FittedPumasModelInspection
Fitting was successful: true
4.1.6.1.1 AIC
We can also check the Akaike Information Criterion (AIC):
aic(nausea_fit)
169.90803984884482
4.1.6.1.2 BIC
Besides AIC, there is also the Bayesian Information Criterion (BIC):
bic(nausea_fit)
183.10130931503696
4.1.6.2 Visual predictive checks
To conclude, we can inspect visual predictive checks with the vpc_plot()
function.

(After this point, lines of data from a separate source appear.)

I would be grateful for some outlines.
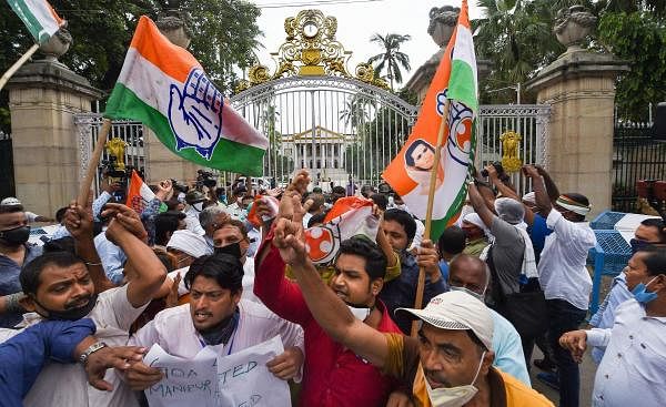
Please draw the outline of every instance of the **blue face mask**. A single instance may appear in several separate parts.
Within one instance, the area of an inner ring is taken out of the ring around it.
[[[649,247],[652,245],[652,243],[642,241],[639,238],[632,238],[629,241],[629,245],[632,245],[632,254],[636,254],[636,252]]]
[[[638,284],[632,289],[632,294],[634,294],[634,298],[640,304],[647,304],[650,301],[657,299],[657,293],[648,292],[647,286],[652,284],[658,276],[655,276],[647,284]]]

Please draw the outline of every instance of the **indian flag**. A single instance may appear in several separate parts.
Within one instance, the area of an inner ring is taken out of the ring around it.
[[[436,241],[458,216],[467,194],[468,166],[474,162],[474,120],[478,110],[476,57],[463,0],[457,27],[427,90],[412,134],[383,173],[417,217],[425,218],[431,172],[436,171],[430,238]],[[444,145],[434,162],[437,129],[450,100]]]
[[[12,10],[23,21],[34,41],[40,44],[60,30],[64,24],[47,0],[7,0]]]
[[[269,141],[224,101],[201,64],[145,16],[132,38],[104,115],[138,120],[178,156],[262,175]]]

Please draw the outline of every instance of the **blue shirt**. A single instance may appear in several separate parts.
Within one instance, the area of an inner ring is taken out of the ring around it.
[[[384,284],[384,288],[380,293],[380,299],[384,302],[389,309],[389,315],[395,324],[405,334],[410,335],[412,329],[412,319],[407,313],[395,315],[395,309],[401,307],[413,308],[416,299],[416,285],[418,284],[418,264],[416,257],[408,252],[402,252],[400,255],[401,274],[395,279]],[[442,293],[446,292],[446,283],[444,278],[440,278],[436,283],[431,283],[428,276],[425,276],[425,286],[423,289],[423,306]]]
[[[102,267],[104,267],[104,274],[107,277],[115,284],[121,285],[124,275],[122,271],[124,268],[124,262],[128,256],[124,254],[122,248],[118,247],[107,238],[107,233],[102,232],[94,236],[94,248],[100,255]]]
[[[488,308],[490,309],[490,308]],[[521,335],[512,323],[505,317],[490,309],[493,317],[493,350],[495,360],[493,366],[504,373],[523,381],[527,387],[532,387],[527,366],[525,366],[525,354],[523,354],[523,344]]]
[[[74,363],[77,345],[94,332],[89,318],[43,320],[0,344],[0,406],[21,407],[44,363]]]
[[[23,265],[30,263],[31,260],[42,254],[42,247],[33,244],[26,244],[26,254],[23,256]],[[22,291],[21,282],[19,282],[21,266],[13,260],[0,254],[0,296],[19,293]],[[4,313],[0,315],[0,327],[11,328],[23,319],[22,313]]]
[[[617,277],[613,278],[610,292],[606,295],[604,303],[599,306],[596,314],[589,318],[589,325],[601,329],[612,328],[615,323],[615,311],[619,304],[632,298],[634,298],[634,295],[629,292],[629,288],[627,288],[626,275],[624,272],[619,273]],[[602,362],[605,352],[605,346],[593,347],[591,354],[592,359],[598,365]]]

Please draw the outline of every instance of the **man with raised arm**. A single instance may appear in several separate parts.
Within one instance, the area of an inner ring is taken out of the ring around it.
[[[291,204],[297,206],[299,197]],[[382,333],[355,318],[315,273],[293,213],[282,212],[272,244],[293,268],[313,317],[333,340],[412,388],[417,406],[553,405],[491,366],[493,320],[485,305],[466,293],[437,295],[425,309],[401,309],[422,320],[418,339]]]

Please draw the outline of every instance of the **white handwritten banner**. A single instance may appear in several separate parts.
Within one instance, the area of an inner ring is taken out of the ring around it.
[[[193,359],[169,355],[153,345],[143,362],[164,378],[144,390],[151,407],[291,407],[286,381],[265,366],[282,354],[280,336],[229,356],[210,347]]]
[[[154,344],[143,362],[162,370],[164,378],[144,390],[148,404],[151,407],[184,406],[185,403],[198,407],[218,407],[216,359],[218,355],[208,347],[193,359],[183,359],[169,355]]]
[[[218,358],[218,386],[222,407],[291,407],[286,381],[269,372],[266,363],[282,354],[280,336],[239,353]]]

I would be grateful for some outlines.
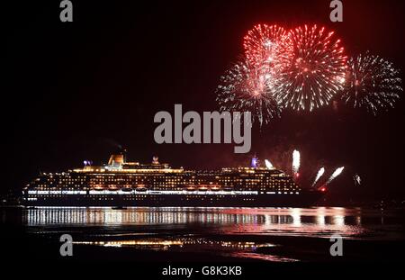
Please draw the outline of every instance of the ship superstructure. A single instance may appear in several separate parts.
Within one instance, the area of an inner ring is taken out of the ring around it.
[[[306,204],[319,192],[302,190],[292,177],[257,165],[218,170],[172,168],[112,155],[104,166],[41,173],[23,190],[28,205],[289,206]]]

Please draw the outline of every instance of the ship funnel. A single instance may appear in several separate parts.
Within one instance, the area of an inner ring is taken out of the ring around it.
[[[108,165],[113,167],[120,167],[125,163],[124,155],[112,155],[110,160],[108,160]]]

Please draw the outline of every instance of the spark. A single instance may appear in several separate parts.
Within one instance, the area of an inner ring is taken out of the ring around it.
[[[333,174],[330,176],[330,177],[328,179],[326,185],[330,184],[330,182],[332,182],[337,176],[338,176],[342,172],[343,169],[345,169],[344,167],[338,167],[335,170],[335,172],[333,172]]]
[[[321,167],[321,168],[318,171],[317,176],[315,177],[315,180],[314,180],[313,183],[312,183],[312,186],[314,186],[314,185],[317,184],[318,180],[322,176],[322,175],[323,175],[324,173],[325,173],[325,168],[324,168],[324,167]]]

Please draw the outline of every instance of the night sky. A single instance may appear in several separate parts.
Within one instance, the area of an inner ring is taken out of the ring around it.
[[[403,199],[404,98],[374,117],[331,106],[286,111],[255,127],[250,154],[234,144],[155,144],[158,111],[218,110],[220,76],[243,51],[256,23],[318,23],[336,31],[346,53],[369,50],[405,69],[403,1],[343,1],[344,22],[329,21],[329,1],[72,1],[74,22],[60,23],[59,1],[2,4],[2,193],[40,171],[105,162],[122,146],[128,158],[158,155],[174,167],[214,168],[248,163],[256,153],[291,171],[302,153],[302,184],[324,166],[345,166],[330,185],[338,198]],[[86,3],[84,3],[86,2]],[[5,63],[4,63],[5,61]],[[4,76],[5,74],[5,76]],[[358,174],[362,186],[354,186]]]

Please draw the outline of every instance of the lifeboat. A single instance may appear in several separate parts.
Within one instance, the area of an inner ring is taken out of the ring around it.
[[[185,187],[185,189],[189,192],[194,192],[194,191],[195,191],[195,185],[189,185]]]
[[[95,185],[94,187],[94,191],[103,191],[104,190],[104,186],[103,185]]]
[[[108,189],[110,191],[116,191],[118,190],[118,187],[115,185],[110,185],[110,186],[108,187]]]
[[[146,192],[148,191],[148,188],[146,187],[145,185],[138,185],[135,190],[137,192]]]

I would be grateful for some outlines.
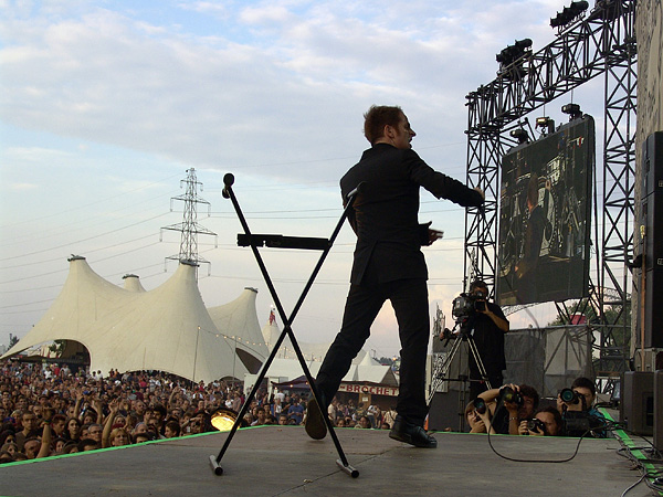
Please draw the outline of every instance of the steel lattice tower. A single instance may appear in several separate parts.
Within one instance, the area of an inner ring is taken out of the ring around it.
[[[198,235],[206,234],[217,236],[217,233],[211,232],[198,223],[198,204],[202,203],[208,205],[208,216],[211,214],[211,207],[207,200],[198,195],[198,187],[200,187],[200,190],[202,191],[202,183],[196,179],[196,169],[187,169],[187,178],[180,181],[180,188],[183,186],[186,186],[186,193],[170,199],[171,211],[172,202],[175,200],[185,202],[182,222],[161,229],[181,232],[180,251],[178,255],[171,255],[166,257],[166,260],[179,261],[180,263],[196,266],[199,266],[201,263],[210,264],[209,261],[206,261],[198,253]]]

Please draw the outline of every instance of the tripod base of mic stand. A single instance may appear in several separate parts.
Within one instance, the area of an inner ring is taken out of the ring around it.
[[[214,456],[214,455],[210,456],[210,465],[212,466],[212,472],[214,472],[214,475],[221,476],[223,474],[223,468],[221,466],[219,466],[217,456]]]
[[[352,478],[356,478],[356,477],[359,476],[359,472],[357,469],[355,469],[349,464],[343,464],[343,461],[340,461],[340,459],[336,459],[336,465],[339,468],[341,468],[345,473],[347,473],[348,475],[350,475]]]

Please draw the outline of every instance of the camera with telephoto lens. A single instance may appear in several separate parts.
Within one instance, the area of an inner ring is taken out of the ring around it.
[[[544,423],[541,420],[537,420],[536,417],[533,420],[527,420],[527,430],[547,435],[546,423]]]
[[[577,392],[575,392],[571,389],[561,389],[559,391],[559,398],[561,399],[562,402],[566,402],[567,404],[578,404],[581,401],[582,395],[579,395]]]
[[[477,396],[476,399],[474,399],[474,409],[476,410],[477,413],[485,414],[486,401],[483,400],[481,396]]]
[[[476,311],[483,311],[486,309],[486,293],[478,288],[471,294],[463,293],[451,303],[451,314],[456,319],[464,319]]]
[[[520,392],[512,389],[511,387],[504,387],[499,391],[499,393],[502,395],[503,402],[512,402],[512,403],[518,404],[518,405],[523,405],[523,403],[525,402],[523,399],[523,395],[520,395]]]

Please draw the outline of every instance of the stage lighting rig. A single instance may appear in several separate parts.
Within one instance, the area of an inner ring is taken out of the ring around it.
[[[561,112],[569,115],[569,121],[582,117],[582,110],[578,104],[567,104],[561,106]]]
[[[523,128],[512,129],[511,133],[509,133],[509,135],[511,135],[512,138],[515,138],[515,139],[518,140],[518,145],[523,145],[523,144],[529,142],[529,135]]]
[[[499,62],[499,64],[502,64],[502,66],[506,67],[525,55],[528,51],[527,49],[532,49],[532,40],[528,38],[524,40],[516,40],[513,45],[508,45],[506,49],[503,49],[502,52],[495,55],[495,59],[497,62]]]
[[[555,120],[550,119],[548,116],[537,117],[536,127],[541,128],[544,133],[549,135],[551,133],[555,133]]]
[[[513,45],[508,45],[495,55],[495,60],[499,62],[497,74],[505,74],[514,80],[522,78],[525,76],[522,59],[528,54],[532,54],[532,40],[528,38],[516,40]]]
[[[571,2],[569,7],[565,7],[561,12],[557,12],[557,15],[550,18],[550,27],[559,28],[560,30],[575,21],[589,8],[589,2],[576,1]]]

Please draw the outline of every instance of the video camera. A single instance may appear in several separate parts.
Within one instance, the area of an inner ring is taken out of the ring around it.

But first, we need to generate a VPC
object with the vpc()
function.
By default, vpc
will use :time
as the independent variable for VPC. We need to change that, because or :time
variable is just a vector of 0
s in the logistic regression. Let’s use :AUC
:
= vpc(nausea_fit, covariates = [:AUC]); vpc_nausea
Now, we need to use the vpc_plot
function with our newly created VPC
object. For this, we need to import the package PumasUtilities
:
using PumasUtilities
vpc_plot(vpc_nausea)
5 Conclusion
I hope you enjoyed this tutorial on logistic regression. Logistic regression is one of the bread and butter of model techniques and is the go-to technique for discrete binary data. Always have it close by in your arsenal of statistical modeling techniques.